First, I don't understand why you need to pass in a reference to a block, or why one would want to do that in general. Programming Ruby covers it by saying that this allows a block to be treated as a Proc object. I guess my misunderstanding, then, is what the hell a Proc object is really used for. I've been putting this off, and it meant that a simple solution escaped me, apparently. Onwards with understanding, then!

A Proc object lets you assign a block to a variable. My naive reading of http://ruby-doc.org/core/classes/Proc.html leads me to imagine that the first benefit of this is that you can assign what's essentially a method call to a variable, almost like you're making a new object out of the variable. What does the object do? Take some number of arguments to its call method, and do something with those arguments.

Why would you want to use this? I don't know. But it looks like that's all it does.

And what does this have to do with each_join?

Okay. The second argument, context. I'm not sure what it's doing. It's an empty array which is handed back to the block when the length of the original argument array is zero. I don't see how the argument array ever gets set to zero, though.

Okay, here goes my explanation:

Why is &block passed in? So that on successive calls to each_join, the block is correctly associated with the method.

At the if statement, array.length is non-zero. As such, we go to the else clause.
The first sub-array is assigned to the variable "first". The other subarrays are assigned to the variable "rest".
So in the case of an array of arrays:
[["bacon", "time", "ostrich"], ["jam", "bees", "please"], ["1", "2", "3"]]

After the first pass:

first = ["bacon", "time", "ostrich"]
rest = [["jam", "bees", "please"], ["1", "2", "3"]]

And then you start iterating over first.

first.each do |elem| #first time around, elem == "bacon"
each_join rest, context+[elem], &block

So what happens now?

first = ["jam", "bees", "please"]
rest = ["1", "2", "3"]

elem is set to "jam" on the iteration over first, context becomes ["bacon", "jam"] and we enter the whole thing again.


Okay, the above is a nice start for any other new folks looking to trace this, but I just finished up and my mind == blown.
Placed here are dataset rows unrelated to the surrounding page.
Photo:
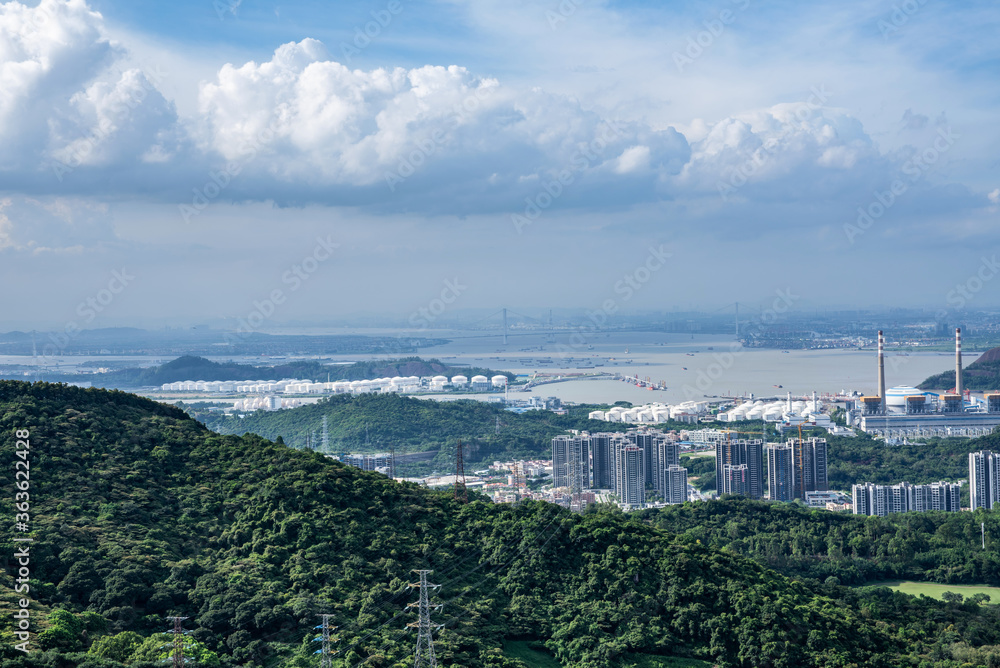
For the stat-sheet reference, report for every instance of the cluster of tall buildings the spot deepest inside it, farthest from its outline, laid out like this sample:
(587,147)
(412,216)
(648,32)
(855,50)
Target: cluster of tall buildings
(984,485)
(881,500)
(789,470)
(984,491)
(628,464)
It took me a while to realise that the control structure here is actually:

first.each do |elem|

and that's what's driving everything. For anyone else wanting to follow along, try this out:

arrayCollection = [["bacon", "1", "2", "4"], ["jam", "bees", "please"], ["6", "7", "8"]]
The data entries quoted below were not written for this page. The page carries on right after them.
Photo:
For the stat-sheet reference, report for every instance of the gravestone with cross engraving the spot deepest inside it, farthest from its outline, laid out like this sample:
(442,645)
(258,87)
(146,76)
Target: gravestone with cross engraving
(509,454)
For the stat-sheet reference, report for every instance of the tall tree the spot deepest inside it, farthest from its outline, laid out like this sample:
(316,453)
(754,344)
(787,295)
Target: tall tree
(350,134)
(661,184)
def each_join array, context=[], &block
 if array.length == 0
   puts "now context is #{context}"
   yield context
 else
   first = array.first
   puts "context is #{context}"
   puts "first is #{first}"
   rest = array[1...array.length]
   puts "rest is #{rest}"
   first.each do |elem|
     puts "elem is #{elem}"
     puts ""
     each_join rest, context+[elem], &block 
   end
 end
end


each_join(arrayCollection) do |b|
  puts "-------"
  puts "#{b}"
  puts "-------"
  
end







> 
> It does seem pretty weird, though. Out of curiosity, what do you need this 
> for?
> 



Okay, you gave me quite an education today, so turn about is fair play.
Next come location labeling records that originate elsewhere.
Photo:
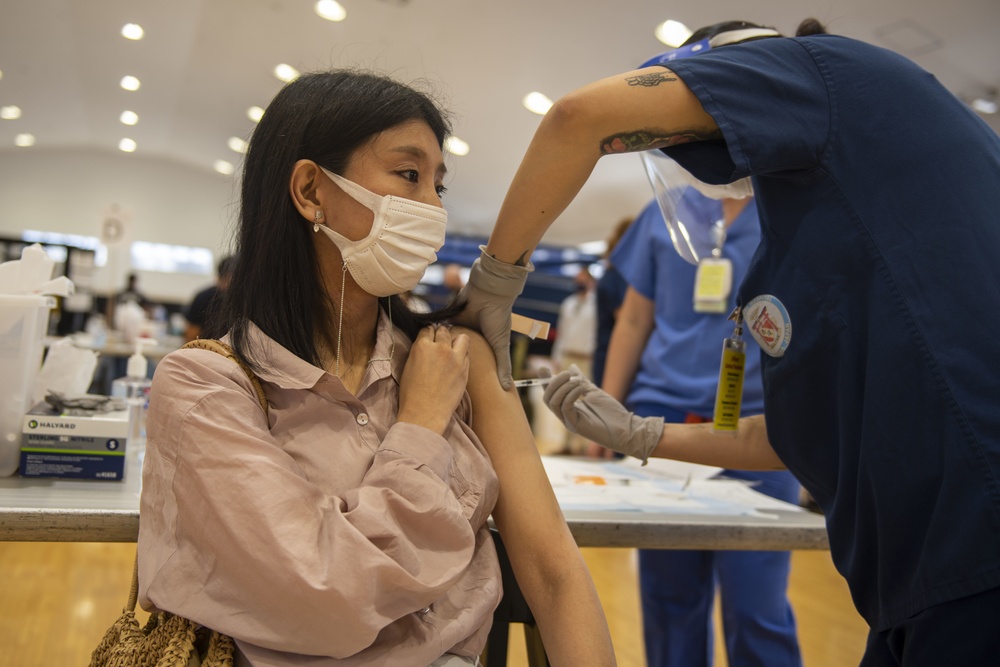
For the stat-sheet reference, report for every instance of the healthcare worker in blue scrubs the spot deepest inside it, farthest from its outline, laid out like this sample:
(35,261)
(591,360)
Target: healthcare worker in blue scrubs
(874,296)
(664,361)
I have a program which accepts input and outputs output.
It has both a gui and a scripting environment.

For the scripting environment, I documented every option that you can pass in. The options look like:

foo=bar

or
foo=1

and several can be handed in at a time.

foo=bar;jet=bam;

and so on. Each option can only be specified once, but each option can have multiple valid values. In order to verify that every option that can be handed in actually works as expected, I want to generate a set of scripts from the documentation I wrote. The parser I have for the documentation finds a series of lines of type:

foo=bar -- does something fooish
foo=bam -- does something else fooish

jet=bar -- does something jetish
jet=bam -- does something else jetish

and so on. I'm popping each option string into an array:

[[foo=bar, foo=bam], [jet=bar, jet=bam]]

And from there, generate every possible combination of all options. I'd done everything else, but that last item on the list was killin' me.